Many today live without regard for you or your laws, God. Thank you that you hold evildoers to account. Please bring evil’s reign of terror to its swift and timely end. Thank you that you also shelter and shepherd your people. Help me to trust you to bless and care for me always. Amen.

In your free moments today, pray these words:

Rescue your chosen people
and bless your inheritance.
Be their good shepherd
and carry them in your arms forever.

Why YHWH?

Every translator of the Psalms must decide how to handle God’s personal name, YHWH or YHVH, which occurs repeatedly in its Hebrew text. Translators of the King James Version usually translated it “LORD” (all caps) and sometimes transliterated it (badly) as “Jehovah.” Likewise, all modern translations either translate or transliterate it. Some other options for translating it are “the Eternal,” “the Almighty,” or “the Sovereign Lord.”

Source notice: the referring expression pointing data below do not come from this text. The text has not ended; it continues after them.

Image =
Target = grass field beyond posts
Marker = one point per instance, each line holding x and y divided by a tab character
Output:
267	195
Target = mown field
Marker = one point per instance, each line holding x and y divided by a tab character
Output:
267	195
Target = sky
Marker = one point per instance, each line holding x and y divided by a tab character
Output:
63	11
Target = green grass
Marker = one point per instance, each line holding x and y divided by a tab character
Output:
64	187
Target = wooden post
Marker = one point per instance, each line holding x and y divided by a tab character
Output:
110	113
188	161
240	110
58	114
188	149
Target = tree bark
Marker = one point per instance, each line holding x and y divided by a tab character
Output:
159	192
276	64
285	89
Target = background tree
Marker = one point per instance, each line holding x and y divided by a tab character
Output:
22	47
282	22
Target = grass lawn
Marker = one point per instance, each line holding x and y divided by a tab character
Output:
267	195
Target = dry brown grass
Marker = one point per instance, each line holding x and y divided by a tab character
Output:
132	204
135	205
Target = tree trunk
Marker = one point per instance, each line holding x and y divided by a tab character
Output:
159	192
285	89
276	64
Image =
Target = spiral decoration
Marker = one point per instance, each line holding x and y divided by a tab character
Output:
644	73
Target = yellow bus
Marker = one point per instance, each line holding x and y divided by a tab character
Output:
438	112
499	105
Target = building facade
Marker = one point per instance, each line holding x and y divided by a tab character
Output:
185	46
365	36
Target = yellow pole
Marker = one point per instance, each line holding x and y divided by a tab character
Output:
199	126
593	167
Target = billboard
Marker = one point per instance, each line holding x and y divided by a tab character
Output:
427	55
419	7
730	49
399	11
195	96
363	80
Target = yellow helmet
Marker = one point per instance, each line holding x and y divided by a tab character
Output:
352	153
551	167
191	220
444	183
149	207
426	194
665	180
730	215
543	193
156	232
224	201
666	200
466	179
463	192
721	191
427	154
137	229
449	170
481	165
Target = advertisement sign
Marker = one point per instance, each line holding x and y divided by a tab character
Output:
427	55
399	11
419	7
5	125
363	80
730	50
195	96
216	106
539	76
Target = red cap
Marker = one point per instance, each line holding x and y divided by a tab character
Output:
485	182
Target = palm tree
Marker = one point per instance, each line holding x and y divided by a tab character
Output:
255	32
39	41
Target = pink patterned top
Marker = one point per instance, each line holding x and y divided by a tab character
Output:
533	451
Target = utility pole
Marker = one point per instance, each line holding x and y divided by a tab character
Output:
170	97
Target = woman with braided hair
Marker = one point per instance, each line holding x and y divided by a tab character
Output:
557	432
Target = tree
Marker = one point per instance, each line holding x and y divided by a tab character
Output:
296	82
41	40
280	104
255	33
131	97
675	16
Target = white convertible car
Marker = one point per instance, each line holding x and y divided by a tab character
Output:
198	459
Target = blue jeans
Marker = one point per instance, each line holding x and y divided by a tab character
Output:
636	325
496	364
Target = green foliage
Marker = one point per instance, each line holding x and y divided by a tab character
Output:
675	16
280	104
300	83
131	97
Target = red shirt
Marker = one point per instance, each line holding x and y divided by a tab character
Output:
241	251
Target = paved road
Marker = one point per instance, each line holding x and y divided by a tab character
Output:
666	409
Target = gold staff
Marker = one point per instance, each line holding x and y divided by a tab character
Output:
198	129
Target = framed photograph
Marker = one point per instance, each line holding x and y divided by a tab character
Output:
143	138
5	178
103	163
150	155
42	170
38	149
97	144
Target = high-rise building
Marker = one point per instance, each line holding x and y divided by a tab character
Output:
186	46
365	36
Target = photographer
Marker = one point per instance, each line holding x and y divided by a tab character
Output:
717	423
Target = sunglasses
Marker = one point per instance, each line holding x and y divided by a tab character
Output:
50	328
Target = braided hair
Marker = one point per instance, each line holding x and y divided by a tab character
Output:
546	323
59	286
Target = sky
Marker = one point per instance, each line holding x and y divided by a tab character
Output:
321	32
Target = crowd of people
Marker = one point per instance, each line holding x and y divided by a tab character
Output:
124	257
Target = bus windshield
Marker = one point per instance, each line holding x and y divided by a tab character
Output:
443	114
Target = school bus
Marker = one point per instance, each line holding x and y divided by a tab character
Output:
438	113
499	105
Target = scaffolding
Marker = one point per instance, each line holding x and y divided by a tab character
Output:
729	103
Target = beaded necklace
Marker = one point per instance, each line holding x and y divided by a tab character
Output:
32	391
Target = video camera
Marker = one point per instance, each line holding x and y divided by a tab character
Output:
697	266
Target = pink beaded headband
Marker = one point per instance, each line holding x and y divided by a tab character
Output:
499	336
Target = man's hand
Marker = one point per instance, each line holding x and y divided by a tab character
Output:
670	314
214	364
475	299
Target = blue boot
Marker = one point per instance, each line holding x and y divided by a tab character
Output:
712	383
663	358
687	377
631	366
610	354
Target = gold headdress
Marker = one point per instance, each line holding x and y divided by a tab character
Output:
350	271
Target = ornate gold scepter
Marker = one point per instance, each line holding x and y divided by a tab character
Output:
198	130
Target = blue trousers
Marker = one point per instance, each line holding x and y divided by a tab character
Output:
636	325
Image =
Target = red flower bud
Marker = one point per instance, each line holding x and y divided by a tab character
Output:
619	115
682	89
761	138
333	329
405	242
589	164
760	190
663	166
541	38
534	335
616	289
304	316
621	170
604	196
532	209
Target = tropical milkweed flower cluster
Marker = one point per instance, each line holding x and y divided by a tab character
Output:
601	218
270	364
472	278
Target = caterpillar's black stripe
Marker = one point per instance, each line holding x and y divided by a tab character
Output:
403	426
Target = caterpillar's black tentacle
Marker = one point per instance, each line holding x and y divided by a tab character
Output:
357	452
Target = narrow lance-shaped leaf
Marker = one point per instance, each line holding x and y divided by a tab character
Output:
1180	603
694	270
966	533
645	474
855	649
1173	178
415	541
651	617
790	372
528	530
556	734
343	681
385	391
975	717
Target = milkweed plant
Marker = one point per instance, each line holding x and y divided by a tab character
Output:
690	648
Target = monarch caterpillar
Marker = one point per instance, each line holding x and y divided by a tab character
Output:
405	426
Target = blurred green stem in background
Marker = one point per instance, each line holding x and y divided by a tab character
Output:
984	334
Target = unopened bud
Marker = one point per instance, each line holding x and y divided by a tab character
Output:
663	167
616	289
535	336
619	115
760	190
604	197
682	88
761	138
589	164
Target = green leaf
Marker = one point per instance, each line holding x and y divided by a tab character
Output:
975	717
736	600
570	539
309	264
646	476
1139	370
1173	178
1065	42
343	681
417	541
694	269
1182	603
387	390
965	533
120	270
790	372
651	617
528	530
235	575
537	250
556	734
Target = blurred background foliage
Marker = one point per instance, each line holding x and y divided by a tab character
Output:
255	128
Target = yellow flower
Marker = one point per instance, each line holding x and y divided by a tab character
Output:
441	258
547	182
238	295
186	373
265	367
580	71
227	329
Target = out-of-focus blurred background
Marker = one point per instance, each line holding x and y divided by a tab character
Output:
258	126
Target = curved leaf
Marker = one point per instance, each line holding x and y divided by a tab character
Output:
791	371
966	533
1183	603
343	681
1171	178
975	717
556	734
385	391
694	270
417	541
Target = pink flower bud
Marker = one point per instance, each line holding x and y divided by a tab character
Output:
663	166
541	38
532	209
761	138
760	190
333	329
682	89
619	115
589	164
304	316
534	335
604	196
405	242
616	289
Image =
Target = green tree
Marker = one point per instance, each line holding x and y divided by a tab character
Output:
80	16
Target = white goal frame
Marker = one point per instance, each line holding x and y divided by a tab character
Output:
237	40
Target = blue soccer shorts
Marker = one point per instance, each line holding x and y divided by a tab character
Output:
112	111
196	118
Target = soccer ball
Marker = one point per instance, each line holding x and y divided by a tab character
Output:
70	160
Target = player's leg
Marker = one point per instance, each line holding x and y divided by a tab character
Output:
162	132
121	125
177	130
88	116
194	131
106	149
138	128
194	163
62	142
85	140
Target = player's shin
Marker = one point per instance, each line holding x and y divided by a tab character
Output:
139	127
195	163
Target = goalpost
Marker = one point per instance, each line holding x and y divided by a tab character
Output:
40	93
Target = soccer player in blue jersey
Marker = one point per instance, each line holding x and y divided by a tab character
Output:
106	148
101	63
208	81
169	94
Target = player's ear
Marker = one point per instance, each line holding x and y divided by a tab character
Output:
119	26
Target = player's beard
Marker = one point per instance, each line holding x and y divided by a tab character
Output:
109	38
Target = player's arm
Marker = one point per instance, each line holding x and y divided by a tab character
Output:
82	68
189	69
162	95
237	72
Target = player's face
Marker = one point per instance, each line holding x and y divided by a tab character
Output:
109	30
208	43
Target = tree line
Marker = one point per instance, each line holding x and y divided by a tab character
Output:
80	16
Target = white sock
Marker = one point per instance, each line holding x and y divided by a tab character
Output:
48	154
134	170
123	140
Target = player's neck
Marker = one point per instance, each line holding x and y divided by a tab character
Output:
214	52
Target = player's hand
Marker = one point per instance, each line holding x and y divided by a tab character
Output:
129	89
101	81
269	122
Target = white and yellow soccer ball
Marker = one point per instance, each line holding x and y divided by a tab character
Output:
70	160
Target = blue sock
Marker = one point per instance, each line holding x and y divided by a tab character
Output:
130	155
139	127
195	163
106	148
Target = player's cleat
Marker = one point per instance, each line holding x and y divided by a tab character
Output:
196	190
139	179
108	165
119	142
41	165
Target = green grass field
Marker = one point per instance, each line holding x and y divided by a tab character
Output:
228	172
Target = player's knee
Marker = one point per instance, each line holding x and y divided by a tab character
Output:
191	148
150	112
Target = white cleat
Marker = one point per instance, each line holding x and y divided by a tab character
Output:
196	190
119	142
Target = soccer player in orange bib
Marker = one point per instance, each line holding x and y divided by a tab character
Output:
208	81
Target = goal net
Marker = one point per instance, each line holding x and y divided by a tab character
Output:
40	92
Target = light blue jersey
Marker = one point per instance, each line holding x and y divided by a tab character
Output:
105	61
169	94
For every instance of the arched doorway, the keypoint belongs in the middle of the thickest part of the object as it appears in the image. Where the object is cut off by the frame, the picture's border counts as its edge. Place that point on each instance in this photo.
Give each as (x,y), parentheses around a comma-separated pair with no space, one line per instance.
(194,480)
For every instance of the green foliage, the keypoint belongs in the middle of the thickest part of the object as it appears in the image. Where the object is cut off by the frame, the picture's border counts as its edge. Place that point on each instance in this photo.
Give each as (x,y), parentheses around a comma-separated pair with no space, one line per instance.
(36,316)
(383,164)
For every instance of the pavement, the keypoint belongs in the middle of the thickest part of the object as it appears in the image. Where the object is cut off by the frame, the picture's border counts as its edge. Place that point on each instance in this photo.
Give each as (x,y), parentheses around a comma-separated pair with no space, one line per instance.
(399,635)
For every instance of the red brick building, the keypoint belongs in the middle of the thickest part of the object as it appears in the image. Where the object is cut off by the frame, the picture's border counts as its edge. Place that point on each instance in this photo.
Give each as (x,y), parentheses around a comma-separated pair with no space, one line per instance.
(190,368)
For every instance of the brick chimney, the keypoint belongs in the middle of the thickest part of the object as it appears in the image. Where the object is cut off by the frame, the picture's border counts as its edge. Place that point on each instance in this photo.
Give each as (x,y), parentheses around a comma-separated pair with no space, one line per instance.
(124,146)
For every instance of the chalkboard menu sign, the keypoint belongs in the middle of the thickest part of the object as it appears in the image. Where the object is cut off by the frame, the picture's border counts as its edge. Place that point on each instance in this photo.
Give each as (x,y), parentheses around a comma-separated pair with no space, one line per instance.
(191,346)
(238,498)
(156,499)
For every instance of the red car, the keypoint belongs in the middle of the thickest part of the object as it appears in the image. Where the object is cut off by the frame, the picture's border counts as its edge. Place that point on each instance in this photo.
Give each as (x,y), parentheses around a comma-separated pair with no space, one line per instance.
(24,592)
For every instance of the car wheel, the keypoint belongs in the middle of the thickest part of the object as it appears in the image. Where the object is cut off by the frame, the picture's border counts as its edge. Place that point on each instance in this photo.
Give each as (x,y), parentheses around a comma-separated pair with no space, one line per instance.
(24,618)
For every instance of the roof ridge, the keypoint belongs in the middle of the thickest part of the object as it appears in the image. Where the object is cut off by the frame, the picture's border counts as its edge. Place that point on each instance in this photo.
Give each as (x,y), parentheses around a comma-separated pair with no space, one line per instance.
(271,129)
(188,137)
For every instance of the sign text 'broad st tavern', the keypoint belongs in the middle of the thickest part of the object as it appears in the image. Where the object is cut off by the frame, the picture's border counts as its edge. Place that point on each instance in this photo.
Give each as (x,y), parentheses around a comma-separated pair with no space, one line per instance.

While translating it aims to make it more accessible to readers, transliterating it seems to me more faithful to the text since it’s not a word at all, but rather God’s uniquely personal name. This roots it more firmly in the biblical story as the name God revealed to Moses on Mount Sinai. Meaning “the self-existent One who answers to no one,” the name YHWH set Israel’s God apart from all the gods of Israel’s neighbors.

Personal names are, well, very personal. Even the sound of a name can evoke strong emotion. I’ve chosen to transliterate only YHWH’s consonants since the earliest Hebrew manuscripts contain only consonants, the vowels being added much later. My aim in doing so is to honor God’s name and set it apart, as unique.

One problem with YHWH is that we aren’t sure how it was pronounced since Jews long ago stopped saying it out of reverence. (They read Adonai instead whenever they come to YHWH in the text.) I take the advice of my esteemed Hebrew professor, Raymond Dillard, who advocated pronouncing it as Yahveh (Yah·vay). He favored that over the standard Yahweh since the modern Hebrew pronunciation of its third consonant makes the name sound more robustly Jewish. It also makes it sound more robust, period.